Kozelets settlement hromada (Козелецька селищна громада) is a hromada of Ukraine, located in Chernihiv Raion, Chernihiv Oblast. Its administrative center is the town of Kozelets. The territory of the hromada is located within the Dnieper Lowland,on the Oster River. The main industries of the community are agriculture, food industry and wood processing.

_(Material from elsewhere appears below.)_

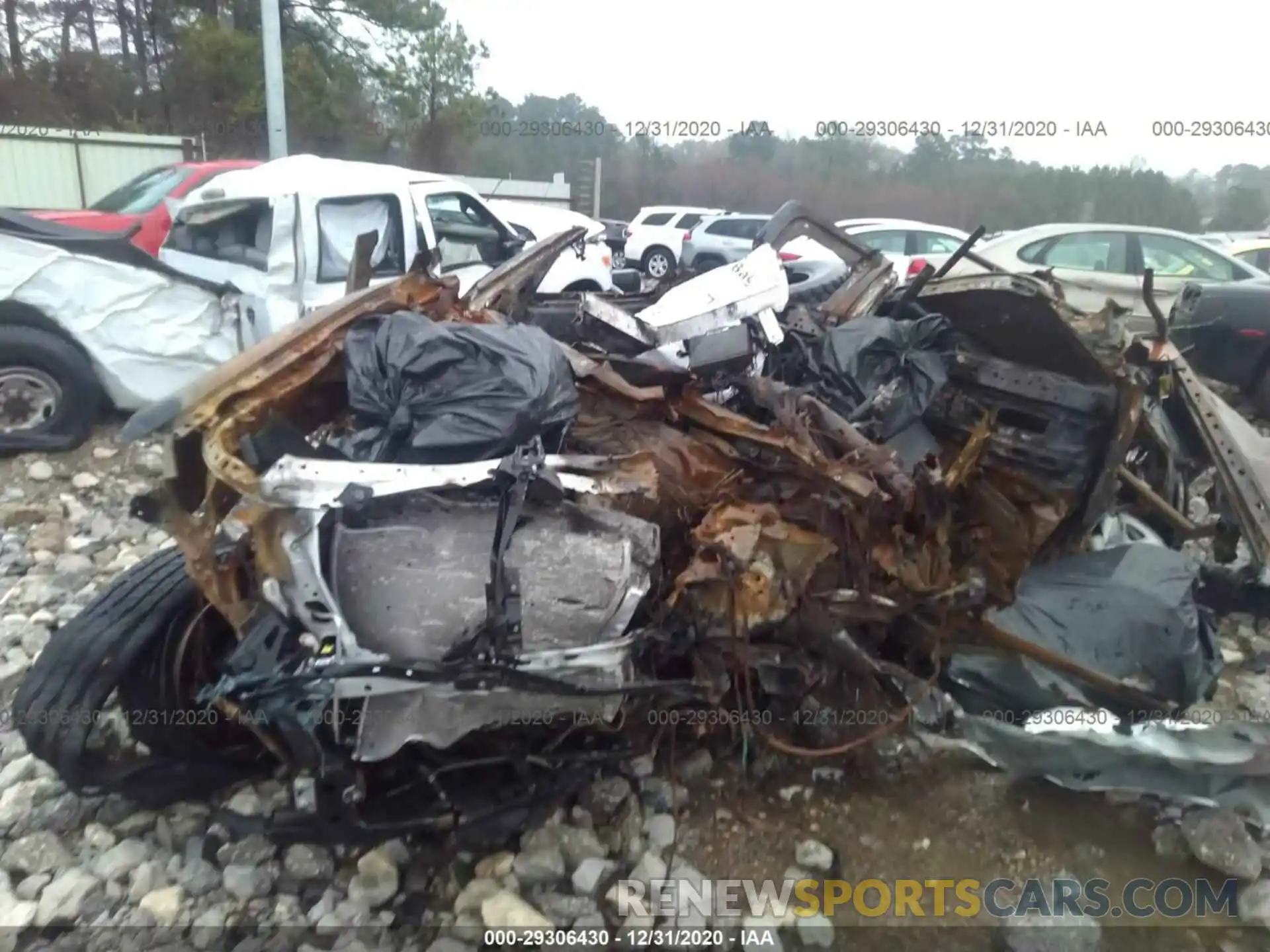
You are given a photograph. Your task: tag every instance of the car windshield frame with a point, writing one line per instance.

It has an area of 697.0 km2 and a population of 16,148, as of 2020.

== Composition ==
The hromada includes 54 settlements: 1 town (Kozelets), 52 villages:

- Berlozy
- Bileiky
- Bludshe
- Bobruiky
- Boiarivka
- Bryhyntsi
- Budyshche
- Bulakhov
- Harbuzyn
- Hladke
- Hlamazdy
- Horbachi
- Danivka
- Yerkiv
- Zherebetske
- Zakrevske
- Karasynivka
- Karpoky
- Korniiv
- Kryvytske
- Kurhanske
- Lemeshi
- Lykholitky
- Myrne
- Mostyshche
- Nichohivka
- Nova Hreblia
- Novyky
- Ozerne
- Oleksiivshchyna
- Omelianiv
- Openky
- Patiuty
- Pyliatyn
- Piznie
- Pisotske
- Pryvitne
- Pushkari
- Rykiv
- Savyn
- Syvukhy
- Syrai
- Skrypchyn
- Sokyryn
- Stavyske
- Tarasiv
- Topoli
- Chasnivtsi
- Shamy
- Shapihy
- Sholoiky
- Shuliaky

And 1 rural-type settlement: Kalytianske.

== Geography ==
The Kozelets settlement hromada is located on the Oster River in the southwestern part of Chernihiv Oblast. In the east, the Kozelets hromada borders the Oster urban hromada, in the west - with the Nosivska and Mryn hromadas (Nosivka Raion), in the north - the Kipti rural hromada, in the south - the Brovarskyi district of Kyiv Oblast.

The territory of the hromada is located within the Dnieper Lowland. The relief is flat. The soils are sod-podzolic, there is chernozem. There are also lakes, ponds and an artificial reservoir on the territory of the hromada. Minerals are peat, sand, clay.

The climate of Kozelets settlement hromada is moderately continental, with warm summers and relatively mild winters. The average temperature in January is about -7°C, and in July - +19°C. The average annual precipitation ranges from 550 to 660 mm, with the highest precipitation in the summer period.

The European transport route of international importance E95 passes through the hromada, which provides convenient communication with both Kyiv and Chernihiv. There is no railway, and the nearest railway station is 40 km away in Bobrovytsya.

11.1% of the community's area is covered by forests, 79.6% - agricultural land. The main industries of the community are agriculture, food industry and wood processing.